We are starting a new series on robotic vision and computer vision and we thought that a blog which points the basic differences between them would be helpful.
Addition of sensors adds sensing abilities to your robot which means it takes Physical aspects like light, heat and converts these analog signals to digital vs your GPIO's in a single board computer or micro controller.
But these do not make your robot see or decide upon an action.
Adding an ultrasonic senor to avoid an obstacle a wall does not make your robot 'see' the walls - it makes it 'sense' it just like a bat flying at night.

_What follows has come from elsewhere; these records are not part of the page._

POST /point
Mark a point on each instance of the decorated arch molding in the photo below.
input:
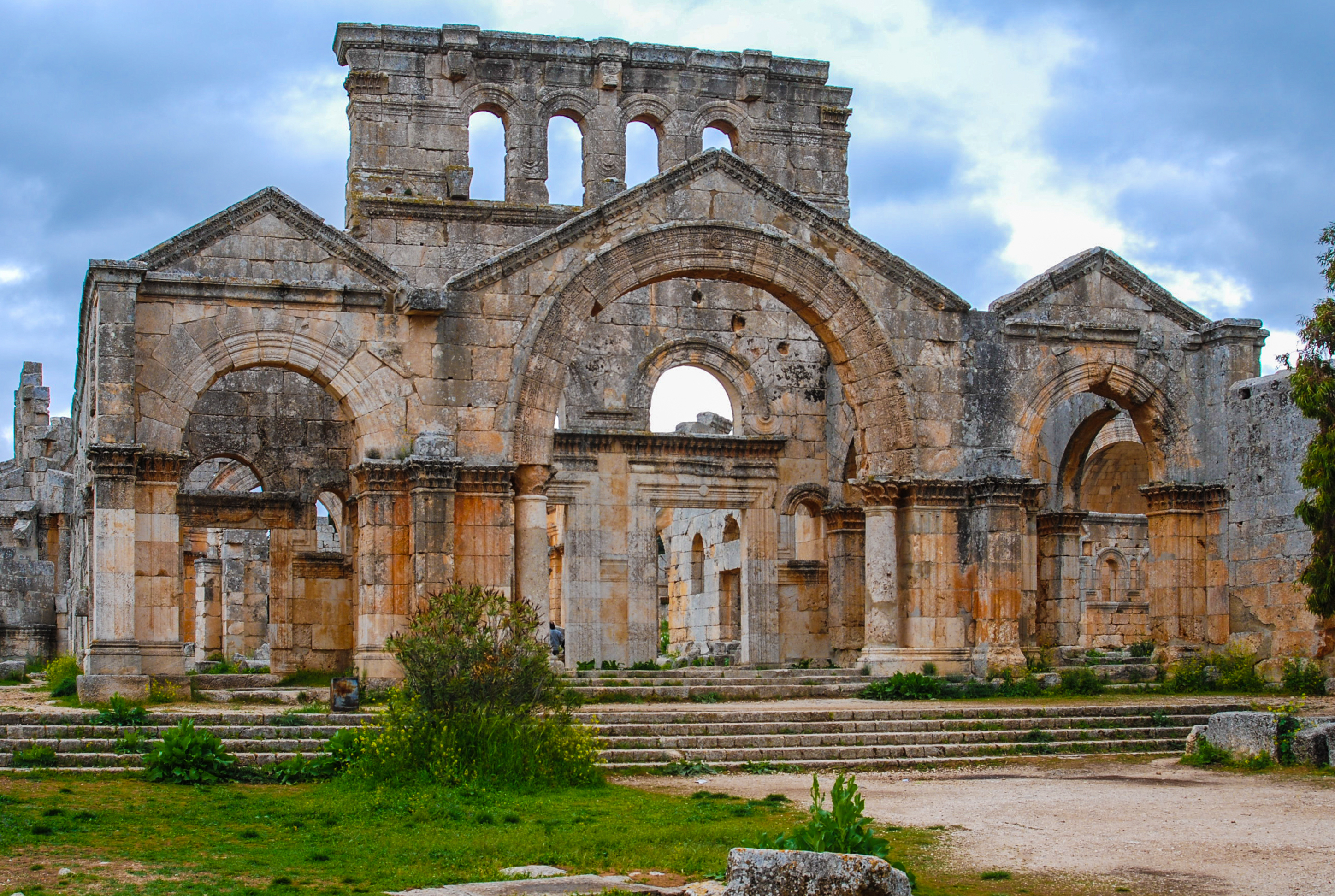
(800, 278)
(748, 397)
(1167, 440)
(370, 392)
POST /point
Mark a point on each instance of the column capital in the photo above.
(114, 460)
(1064, 523)
(1185, 497)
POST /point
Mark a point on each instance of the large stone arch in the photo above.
(799, 278)
(370, 392)
(1167, 440)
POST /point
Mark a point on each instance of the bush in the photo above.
(62, 673)
(121, 712)
(1305, 678)
(413, 744)
(189, 756)
(474, 651)
(1235, 669)
(36, 756)
(841, 828)
(1081, 683)
(904, 685)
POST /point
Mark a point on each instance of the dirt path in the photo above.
(1154, 825)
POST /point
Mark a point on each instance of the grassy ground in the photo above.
(123, 837)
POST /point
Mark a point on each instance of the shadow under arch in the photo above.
(803, 281)
(1169, 444)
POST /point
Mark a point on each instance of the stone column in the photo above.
(1179, 573)
(1000, 519)
(209, 569)
(844, 540)
(1059, 578)
(760, 585)
(159, 590)
(114, 649)
(532, 569)
(384, 564)
(431, 488)
(883, 612)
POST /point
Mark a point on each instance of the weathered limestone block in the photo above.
(1311, 746)
(99, 690)
(789, 872)
(1243, 733)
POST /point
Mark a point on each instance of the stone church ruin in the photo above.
(286, 435)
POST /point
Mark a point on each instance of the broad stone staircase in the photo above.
(711, 684)
(898, 735)
(888, 736)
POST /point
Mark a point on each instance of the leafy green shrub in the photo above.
(1235, 668)
(121, 712)
(36, 756)
(1082, 683)
(841, 828)
(62, 673)
(1305, 678)
(189, 756)
(474, 651)
(904, 685)
(1142, 649)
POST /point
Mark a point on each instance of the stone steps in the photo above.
(850, 736)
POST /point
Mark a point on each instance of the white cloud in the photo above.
(1281, 342)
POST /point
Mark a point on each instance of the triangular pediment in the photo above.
(1139, 292)
(696, 173)
(270, 237)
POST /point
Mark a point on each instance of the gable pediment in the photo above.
(270, 237)
(1062, 286)
(712, 173)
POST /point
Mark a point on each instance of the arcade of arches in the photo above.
(288, 435)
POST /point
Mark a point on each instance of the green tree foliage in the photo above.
(1313, 385)
(476, 651)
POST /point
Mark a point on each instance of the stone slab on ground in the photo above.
(792, 872)
(1243, 733)
(543, 887)
(99, 690)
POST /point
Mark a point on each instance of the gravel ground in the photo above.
(1150, 825)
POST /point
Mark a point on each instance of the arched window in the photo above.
(1110, 578)
(697, 565)
(486, 155)
(717, 136)
(809, 532)
(565, 162)
(691, 400)
(641, 153)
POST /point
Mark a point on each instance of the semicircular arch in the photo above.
(808, 283)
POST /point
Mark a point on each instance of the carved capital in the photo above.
(114, 461)
(1185, 497)
(1066, 523)
(160, 466)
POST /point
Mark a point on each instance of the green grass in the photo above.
(338, 837)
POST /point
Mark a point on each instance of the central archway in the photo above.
(799, 278)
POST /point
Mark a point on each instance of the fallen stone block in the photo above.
(99, 690)
(1243, 733)
(1311, 746)
(791, 872)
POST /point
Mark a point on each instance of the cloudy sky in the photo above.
(990, 139)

So if you wish your robot to see you need to venture in a logical fashion into subjects of signal & image processing, machine learning, computer vision, robot vision and image processing.
So what is a computer vision - in simple words a camera attached to the robot which can capture, manipulate, run algorithm and output any information is vaguely computer vision.
In SID2 we detect the RED ball by the color frequencies which his camera sees. So this frequency which is the output is the information we use in a PID format.
Whereas, in case of Robotic vision we take the same image input via camera but enable the robot to do an action. If we take the same example of SID2 - here he takes the action of chasing the RED ball if the distance is less than a preset value. So SID2 in essence uses both computer vision and robotic vision as this way -
Computer vision - Check the ball's HSV color range and compare with preset HSV values
Robotic vision- If there is a HSV range match then activate code parts which link to motor drivers.
To sum up - Computer vision has a father relation to robotic vision and signal processing has a grandfather relation to robotic vision. The best way for a robotic club is to embrace open source computer vision framework and opencv makes a perfect case for this.
In our coming series , we will blog extensively on OpenCv and use some example code's with SID2.